To be in Rio and not be seduced and lead by Tom Jobim’s tender crooning of Garota de Ipanema would be impossible. One free evening, from our hotel on Copacabana, Don and I hop a bus and shoot out to Ipanema beach, hoping certainly of spotting multitude of the alluring Ipanema garotas. Instead we are met with shoe shine boys harassing us every few minutes, little girls shoving chiclets in our hands and sub-teenagers pandering all sorts of little junk. Even when we sit at a beach front café, they brush by. A little boy goes from table to table,  placing two unshelled peanuts on every table, comes back after a few minutes to retrieve them, or if lucky someone would buy a paper cone full. A clever sales strategy. The whole scene is reminiscent of Chowpati beach in Mumbai.

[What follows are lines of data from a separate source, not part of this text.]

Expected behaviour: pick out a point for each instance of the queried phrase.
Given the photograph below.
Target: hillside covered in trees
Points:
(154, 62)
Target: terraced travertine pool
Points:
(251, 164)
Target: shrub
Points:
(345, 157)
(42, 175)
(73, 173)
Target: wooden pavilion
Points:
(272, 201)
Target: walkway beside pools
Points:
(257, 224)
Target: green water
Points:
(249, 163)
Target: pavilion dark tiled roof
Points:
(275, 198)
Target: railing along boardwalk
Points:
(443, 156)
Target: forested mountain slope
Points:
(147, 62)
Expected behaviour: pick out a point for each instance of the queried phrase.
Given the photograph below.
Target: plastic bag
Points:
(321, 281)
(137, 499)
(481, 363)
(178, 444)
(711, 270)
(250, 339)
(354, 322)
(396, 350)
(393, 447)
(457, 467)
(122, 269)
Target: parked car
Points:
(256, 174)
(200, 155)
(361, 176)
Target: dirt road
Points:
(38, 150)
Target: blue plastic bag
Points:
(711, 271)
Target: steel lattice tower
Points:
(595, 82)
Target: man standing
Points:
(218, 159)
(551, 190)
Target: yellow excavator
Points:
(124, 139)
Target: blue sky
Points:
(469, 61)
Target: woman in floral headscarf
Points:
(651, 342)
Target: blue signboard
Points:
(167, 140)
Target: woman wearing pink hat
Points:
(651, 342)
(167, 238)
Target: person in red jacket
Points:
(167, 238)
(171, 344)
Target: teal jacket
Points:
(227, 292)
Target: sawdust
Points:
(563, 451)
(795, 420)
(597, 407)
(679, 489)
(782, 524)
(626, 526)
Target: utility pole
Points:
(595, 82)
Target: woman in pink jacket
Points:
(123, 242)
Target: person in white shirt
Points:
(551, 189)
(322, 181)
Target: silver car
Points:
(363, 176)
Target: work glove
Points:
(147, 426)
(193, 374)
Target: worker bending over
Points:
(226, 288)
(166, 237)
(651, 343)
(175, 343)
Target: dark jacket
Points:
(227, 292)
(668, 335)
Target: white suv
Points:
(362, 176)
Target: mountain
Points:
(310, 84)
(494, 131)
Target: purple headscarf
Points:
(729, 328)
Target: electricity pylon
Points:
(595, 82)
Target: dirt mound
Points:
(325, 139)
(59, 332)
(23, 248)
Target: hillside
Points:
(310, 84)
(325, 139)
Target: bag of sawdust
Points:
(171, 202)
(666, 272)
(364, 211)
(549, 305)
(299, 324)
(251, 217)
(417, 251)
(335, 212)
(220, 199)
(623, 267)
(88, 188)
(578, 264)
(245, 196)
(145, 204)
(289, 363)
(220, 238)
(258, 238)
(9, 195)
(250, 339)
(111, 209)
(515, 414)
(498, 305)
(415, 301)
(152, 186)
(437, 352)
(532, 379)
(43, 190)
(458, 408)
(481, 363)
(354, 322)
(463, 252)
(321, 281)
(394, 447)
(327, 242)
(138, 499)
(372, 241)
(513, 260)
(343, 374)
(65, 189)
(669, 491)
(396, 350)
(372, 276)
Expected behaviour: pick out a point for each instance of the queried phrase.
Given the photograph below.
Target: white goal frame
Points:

So we submerge ourselves in things Brazil. But what spells Brazil better than its unbridled  passion for the Football? By then in 1979, already three World Cup championships under their belts, they would go on to win two more championships to the date. Have had our fill of feijoada and several kaipirinhas on Saturday, organized for us on Sunday is the football game. Playing today are the two arch rivals Botafogo and Flamengo, both of Rio de Janeiro. This isn’t an ordinary cross-town game. It’s the final game of the annual regional championship Campeonato Carrioca. The stadium is swarming like tidal waves of red and black and black and white colors representing the rival teams. The atmosphere is vibrant and the roar and the noise are sky splitting – a carnival incarnate of kicking the ball.

The general atmosphere is tenser than Chicago’s White Sox playing the deciding game against the Cubs in their annual six games series, Crosstown Classic. So we are in for some buoyant soccer treat. Our hosts have us delivered at the stadium and then unencumbered, disappear to spend the evening with their family and friends, watching the game on the TV in the comfort of their homes.  A smart move!

This is my very first live football game to watch. What can be a better place to be initiated in than Rio de Janeiro in Brazil? I am teamed up with Don (Stewart), Lee (Hall), Regis (Pagniez) and Laurent (Grumbach). We’ve got seats up front closer to the field with a perfect view. As we arrive, we hear a few hoots from up above, but none of us suspects as them being pointed towards us. We take it as no more than a part of the overall exuberance inherent to such games. But the assault begins in earnest at the half time when we stand up to stretch our legs. First come down the big blobs of fresh spits hitting us like targeted bird droppings. Then we are showered with the yellow gobs of phlegm and snot that smear my pants and the shirt. And then a plastic bag filled with piss hits Don’s shoulder and bounces off to the edge of a stair and splashes all over like the bursting of a punctured water balloon. We are confused and scared. Could it be because we looked foreign? Gringos? We look around and wonder, don’t notice anyone in particular, and the people sitting around us just shrug at us, and they are not being sympathetic at all. What the fuck? Don, Lee and Regis split immediately. Laurent and I dare stick around in the defiance to the attack. For whatever reason, the assault stops. We watch the game to the end and experience the jubilant spirit of bright and wide red and black strips of Flamengo floating in the bleachers – mostly across the arena on the other side, whereas the fans around where we sit with their black and white banners, hats and jerseys depart long faced and defeated. The scene reminds me of the two sides of a river story told frequently in India. The left bank is jubilant with music and laughs and dancing leading the bridegroom atop his prancing white horse while the mood on the right bank is somber with the funeral procession, the pall bearers carrying up above their heads the deceased body wrapped in white kafan, only the face showing. Laurent and I return to the hotel, with a feeling of humiliation still weighing heavy on our hearts. Not to mention how exhausted we are. But we still have the whole evening ahead of us.